Problem setter’s handbook - Appendix


Good test cases design

It is common misunderstanding which leads to bad test cases design. The number of test cases assigned to the problem is limited. The individual test case is not intended to test only one problem instance.

Tip

We recommend you to redesign your input / output specification to handle with multiple problem instances in one test case.

Consider the following elementary problem as an example:

Task example:
For given integer numbers a and b calculate the sum a + b.

We could design the input / output specification to calculate the sum only for two numbers:

Poor input / output design example:

Input
In the only line of the input there will be two integer numbers a and b separated by a single space character.

Output
Program should write a single number which is the value of a + b.
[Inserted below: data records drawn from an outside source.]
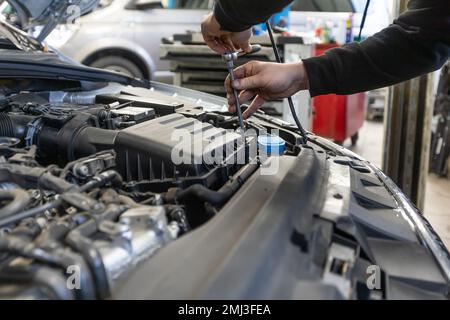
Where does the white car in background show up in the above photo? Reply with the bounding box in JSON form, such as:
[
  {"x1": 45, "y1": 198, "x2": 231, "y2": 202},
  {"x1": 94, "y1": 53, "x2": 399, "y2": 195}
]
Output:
[{"x1": 47, "y1": 0, "x2": 211, "y2": 82}]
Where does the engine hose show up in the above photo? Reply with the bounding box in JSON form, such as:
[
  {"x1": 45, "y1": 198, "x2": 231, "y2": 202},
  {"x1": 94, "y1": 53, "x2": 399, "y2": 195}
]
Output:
[
  {"x1": 0, "y1": 235, "x2": 96, "y2": 299},
  {"x1": 0, "y1": 114, "x2": 14, "y2": 137},
  {"x1": 55, "y1": 82, "x2": 122, "y2": 105},
  {"x1": 0, "y1": 199, "x2": 62, "y2": 228},
  {"x1": 0, "y1": 170, "x2": 122, "y2": 227},
  {"x1": 177, "y1": 163, "x2": 258, "y2": 205},
  {"x1": 0, "y1": 163, "x2": 74, "y2": 194},
  {"x1": 117, "y1": 195, "x2": 139, "y2": 207},
  {"x1": 177, "y1": 184, "x2": 233, "y2": 206},
  {"x1": 0, "y1": 189, "x2": 31, "y2": 219},
  {"x1": 32, "y1": 266, "x2": 76, "y2": 300},
  {"x1": 0, "y1": 266, "x2": 75, "y2": 300},
  {"x1": 0, "y1": 114, "x2": 35, "y2": 140},
  {"x1": 65, "y1": 233, "x2": 110, "y2": 299}
]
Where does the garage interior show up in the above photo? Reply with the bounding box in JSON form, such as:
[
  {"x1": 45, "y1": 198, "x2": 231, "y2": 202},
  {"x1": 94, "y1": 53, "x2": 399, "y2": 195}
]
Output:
[{"x1": 0, "y1": 0, "x2": 449, "y2": 301}]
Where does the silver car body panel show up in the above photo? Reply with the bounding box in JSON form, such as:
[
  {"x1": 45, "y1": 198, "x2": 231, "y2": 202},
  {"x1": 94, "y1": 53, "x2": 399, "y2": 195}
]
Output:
[{"x1": 52, "y1": 0, "x2": 207, "y2": 81}]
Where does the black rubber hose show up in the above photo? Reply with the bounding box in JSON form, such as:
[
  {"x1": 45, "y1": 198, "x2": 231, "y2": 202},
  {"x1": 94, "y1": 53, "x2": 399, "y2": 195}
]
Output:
[
  {"x1": 0, "y1": 170, "x2": 122, "y2": 227},
  {"x1": 177, "y1": 164, "x2": 258, "y2": 205},
  {"x1": 0, "y1": 114, "x2": 14, "y2": 137},
  {"x1": 0, "y1": 164, "x2": 74, "y2": 193},
  {"x1": 0, "y1": 114, "x2": 34, "y2": 140},
  {"x1": 32, "y1": 266, "x2": 76, "y2": 300},
  {"x1": 0, "y1": 189, "x2": 31, "y2": 219},
  {"x1": 177, "y1": 184, "x2": 233, "y2": 205},
  {"x1": 65, "y1": 232, "x2": 110, "y2": 299},
  {"x1": 0, "y1": 234, "x2": 96, "y2": 299},
  {"x1": 0, "y1": 199, "x2": 61, "y2": 228},
  {"x1": 0, "y1": 266, "x2": 75, "y2": 300},
  {"x1": 265, "y1": 21, "x2": 309, "y2": 145}
]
It is correct but it is highly not recommended. First of all using even all possible slots for test cases cover a small part of the possible problem instances. Secondly, the execution of each test case is time consuming (about 2s additional time for each test case).
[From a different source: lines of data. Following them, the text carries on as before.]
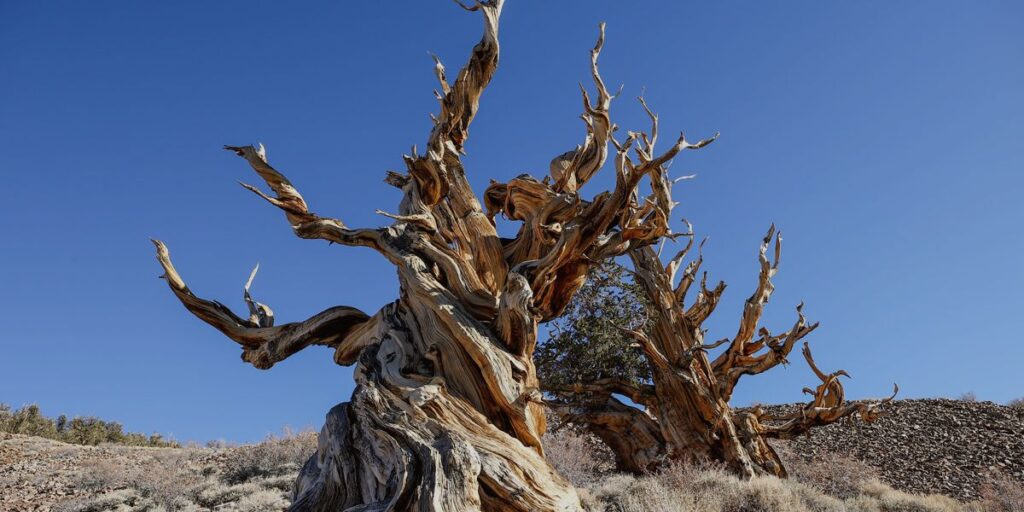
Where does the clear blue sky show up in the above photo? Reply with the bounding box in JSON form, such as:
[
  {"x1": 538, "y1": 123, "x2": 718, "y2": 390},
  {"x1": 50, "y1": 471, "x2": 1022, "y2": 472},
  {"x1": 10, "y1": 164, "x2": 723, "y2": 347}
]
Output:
[{"x1": 1, "y1": 1, "x2": 1021, "y2": 443}]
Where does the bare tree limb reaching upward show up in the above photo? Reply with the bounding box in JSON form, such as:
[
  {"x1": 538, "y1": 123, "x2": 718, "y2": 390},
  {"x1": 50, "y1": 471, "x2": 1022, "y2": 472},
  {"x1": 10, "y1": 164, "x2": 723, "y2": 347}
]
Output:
[
  {"x1": 540, "y1": 159, "x2": 897, "y2": 477},
  {"x1": 151, "y1": 3, "x2": 720, "y2": 510}
]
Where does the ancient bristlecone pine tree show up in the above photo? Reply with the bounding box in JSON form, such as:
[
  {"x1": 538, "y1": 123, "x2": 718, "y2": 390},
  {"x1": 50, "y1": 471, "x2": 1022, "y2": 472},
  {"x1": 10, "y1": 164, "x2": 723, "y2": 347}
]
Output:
[
  {"x1": 151, "y1": 2, "x2": 715, "y2": 511},
  {"x1": 543, "y1": 220, "x2": 898, "y2": 477}
]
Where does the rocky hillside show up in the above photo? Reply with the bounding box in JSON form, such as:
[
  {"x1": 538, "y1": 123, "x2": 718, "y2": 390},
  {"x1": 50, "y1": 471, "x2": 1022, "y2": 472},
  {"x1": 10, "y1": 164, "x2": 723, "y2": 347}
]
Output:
[
  {"x1": 0, "y1": 431, "x2": 304, "y2": 512},
  {"x1": 767, "y1": 398, "x2": 1024, "y2": 501},
  {"x1": 2, "y1": 399, "x2": 1022, "y2": 511}
]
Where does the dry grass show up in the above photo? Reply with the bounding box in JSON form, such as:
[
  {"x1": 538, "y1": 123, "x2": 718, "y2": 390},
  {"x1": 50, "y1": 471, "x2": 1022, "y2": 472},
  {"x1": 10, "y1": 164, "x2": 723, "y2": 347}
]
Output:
[
  {"x1": 976, "y1": 471, "x2": 1024, "y2": 512},
  {"x1": 544, "y1": 429, "x2": 1022, "y2": 512},
  {"x1": 47, "y1": 426, "x2": 1024, "y2": 511},
  {"x1": 543, "y1": 427, "x2": 615, "y2": 487},
  {"x1": 577, "y1": 463, "x2": 980, "y2": 512},
  {"x1": 221, "y1": 427, "x2": 318, "y2": 484},
  {"x1": 776, "y1": 442, "x2": 882, "y2": 499},
  {"x1": 54, "y1": 429, "x2": 316, "y2": 512}
]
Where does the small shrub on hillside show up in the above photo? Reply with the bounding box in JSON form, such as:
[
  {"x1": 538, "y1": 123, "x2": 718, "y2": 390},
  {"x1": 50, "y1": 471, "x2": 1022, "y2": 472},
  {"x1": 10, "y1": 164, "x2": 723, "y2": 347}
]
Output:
[
  {"x1": 63, "y1": 452, "x2": 204, "y2": 511},
  {"x1": 977, "y1": 471, "x2": 1024, "y2": 512},
  {"x1": 580, "y1": 463, "x2": 849, "y2": 512},
  {"x1": 542, "y1": 427, "x2": 614, "y2": 487},
  {"x1": 4, "y1": 404, "x2": 59, "y2": 438},
  {"x1": 959, "y1": 391, "x2": 978, "y2": 402},
  {"x1": 857, "y1": 478, "x2": 965, "y2": 511},
  {"x1": 1007, "y1": 397, "x2": 1024, "y2": 409},
  {"x1": 195, "y1": 481, "x2": 263, "y2": 508},
  {"x1": 221, "y1": 427, "x2": 318, "y2": 484},
  {"x1": 234, "y1": 489, "x2": 290, "y2": 512},
  {"x1": 0, "y1": 403, "x2": 176, "y2": 447},
  {"x1": 775, "y1": 442, "x2": 881, "y2": 499},
  {"x1": 575, "y1": 456, "x2": 971, "y2": 512},
  {"x1": 131, "y1": 452, "x2": 204, "y2": 509},
  {"x1": 63, "y1": 446, "x2": 293, "y2": 512},
  {"x1": 75, "y1": 458, "x2": 129, "y2": 491}
]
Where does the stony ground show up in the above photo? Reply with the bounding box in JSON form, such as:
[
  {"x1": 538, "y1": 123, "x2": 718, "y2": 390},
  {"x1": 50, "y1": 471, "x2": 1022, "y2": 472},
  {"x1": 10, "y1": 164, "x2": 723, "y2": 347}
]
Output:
[
  {"x1": 765, "y1": 399, "x2": 1024, "y2": 501},
  {"x1": 0, "y1": 431, "x2": 295, "y2": 512},
  {"x1": 0, "y1": 432, "x2": 203, "y2": 511},
  {"x1": 1, "y1": 433, "x2": 86, "y2": 510},
  {"x1": 2, "y1": 399, "x2": 1022, "y2": 511}
]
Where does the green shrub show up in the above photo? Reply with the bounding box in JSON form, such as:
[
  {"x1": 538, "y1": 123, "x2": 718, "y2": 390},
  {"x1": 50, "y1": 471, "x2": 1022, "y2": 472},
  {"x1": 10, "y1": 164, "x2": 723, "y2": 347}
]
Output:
[
  {"x1": 8, "y1": 404, "x2": 58, "y2": 438},
  {"x1": 0, "y1": 402, "x2": 176, "y2": 447}
]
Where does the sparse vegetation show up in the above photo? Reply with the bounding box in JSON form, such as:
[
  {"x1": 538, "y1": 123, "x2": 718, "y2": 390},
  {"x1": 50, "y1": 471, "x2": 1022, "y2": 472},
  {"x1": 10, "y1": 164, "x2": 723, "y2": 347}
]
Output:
[
  {"x1": 1007, "y1": 397, "x2": 1024, "y2": 409},
  {"x1": 977, "y1": 471, "x2": 1024, "y2": 512},
  {"x1": 1, "y1": 421, "x2": 1019, "y2": 511},
  {"x1": 52, "y1": 430, "x2": 315, "y2": 512},
  {"x1": 543, "y1": 424, "x2": 1024, "y2": 512},
  {"x1": 575, "y1": 461, "x2": 979, "y2": 512},
  {"x1": 221, "y1": 427, "x2": 317, "y2": 484},
  {"x1": 775, "y1": 443, "x2": 882, "y2": 500},
  {"x1": 959, "y1": 391, "x2": 978, "y2": 402},
  {"x1": 543, "y1": 426, "x2": 615, "y2": 488},
  {"x1": 0, "y1": 403, "x2": 176, "y2": 447}
]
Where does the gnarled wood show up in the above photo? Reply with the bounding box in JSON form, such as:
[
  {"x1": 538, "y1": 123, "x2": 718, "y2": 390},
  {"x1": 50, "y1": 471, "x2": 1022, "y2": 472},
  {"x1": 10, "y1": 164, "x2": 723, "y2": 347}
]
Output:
[
  {"x1": 545, "y1": 97, "x2": 896, "y2": 479},
  {"x1": 151, "y1": 3, "x2": 710, "y2": 510}
]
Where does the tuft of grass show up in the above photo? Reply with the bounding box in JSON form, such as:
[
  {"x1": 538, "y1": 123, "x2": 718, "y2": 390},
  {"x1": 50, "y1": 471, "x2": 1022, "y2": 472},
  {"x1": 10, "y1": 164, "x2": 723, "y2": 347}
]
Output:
[
  {"x1": 575, "y1": 462, "x2": 975, "y2": 512},
  {"x1": 542, "y1": 427, "x2": 614, "y2": 487},
  {"x1": 221, "y1": 427, "x2": 318, "y2": 484},
  {"x1": 776, "y1": 442, "x2": 881, "y2": 500},
  {"x1": 541, "y1": 434, "x2": 1017, "y2": 512},
  {"x1": 53, "y1": 424, "x2": 1024, "y2": 512},
  {"x1": 976, "y1": 471, "x2": 1024, "y2": 512},
  {"x1": 54, "y1": 429, "x2": 313, "y2": 512}
]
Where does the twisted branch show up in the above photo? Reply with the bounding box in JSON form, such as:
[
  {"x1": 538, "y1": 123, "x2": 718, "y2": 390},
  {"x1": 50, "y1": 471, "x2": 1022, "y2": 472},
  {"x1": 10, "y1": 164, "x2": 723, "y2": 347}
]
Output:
[
  {"x1": 758, "y1": 343, "x2": 899, "y2": 439},
  {"x1": 152, "y1": 240, "x2": 374, "y2": 369}
]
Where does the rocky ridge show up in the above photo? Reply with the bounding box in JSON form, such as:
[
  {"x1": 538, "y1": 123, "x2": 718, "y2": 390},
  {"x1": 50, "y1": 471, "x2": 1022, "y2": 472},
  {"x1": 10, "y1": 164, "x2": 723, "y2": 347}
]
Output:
[{"x1": 766, "y1": 398, "x2": 1024, "y2": 501}]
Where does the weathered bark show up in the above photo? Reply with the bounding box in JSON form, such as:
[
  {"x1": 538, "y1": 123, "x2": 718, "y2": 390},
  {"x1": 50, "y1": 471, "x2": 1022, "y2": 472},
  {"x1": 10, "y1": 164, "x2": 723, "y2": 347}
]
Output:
[
  {"x1": 152, "y1": 3, "x2": 705, "y2": 510},
  {"x1": 546, "y1": 103, "x2": 897, "y2": 478}
]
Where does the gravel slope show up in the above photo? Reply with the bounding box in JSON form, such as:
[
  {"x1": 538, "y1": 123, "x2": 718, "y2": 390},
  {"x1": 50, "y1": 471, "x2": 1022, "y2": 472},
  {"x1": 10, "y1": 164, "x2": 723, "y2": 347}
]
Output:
[
  {"x1": 767, "y1": 399, "x2": 1024, "y2": 501},
  {"x1": 3, "y1": 399, "x2": 1023, "y2": 509}
]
We recommend to redesign the input / output specification in following manner:

Proper input / output design example:

Input
In the first line there will be the number t which is the number of instances for the problem. In each of the next t lines there will be the pair of two numbers a and b for which you should calculate the value of a + b.

Output
For each a,b pair print the calculated sum. Separate answers with new line character.

As you can see it is possible to pack a large number of problem instance into single test case.

Note

Multiple test cases should rather be used to test different aspect of the problem.

Interactive problems

The standard schema of the submission processing assumes that at first the execution of the user's program generates the user's output and after that the test case judge in a certain way compares it with the model output. In the interactive problem these phases are executed simultaneously.

The execution of the user's program starts and its standard output is directed to the test case judge as its standard input. In the same time the test case judge program starts and its standard output is directed to the user's program as its standard input. This allows a direct communication between the user's program and the test case judge as you can see in the picture below.

Important

Interactive problem requires dedicated test case judge.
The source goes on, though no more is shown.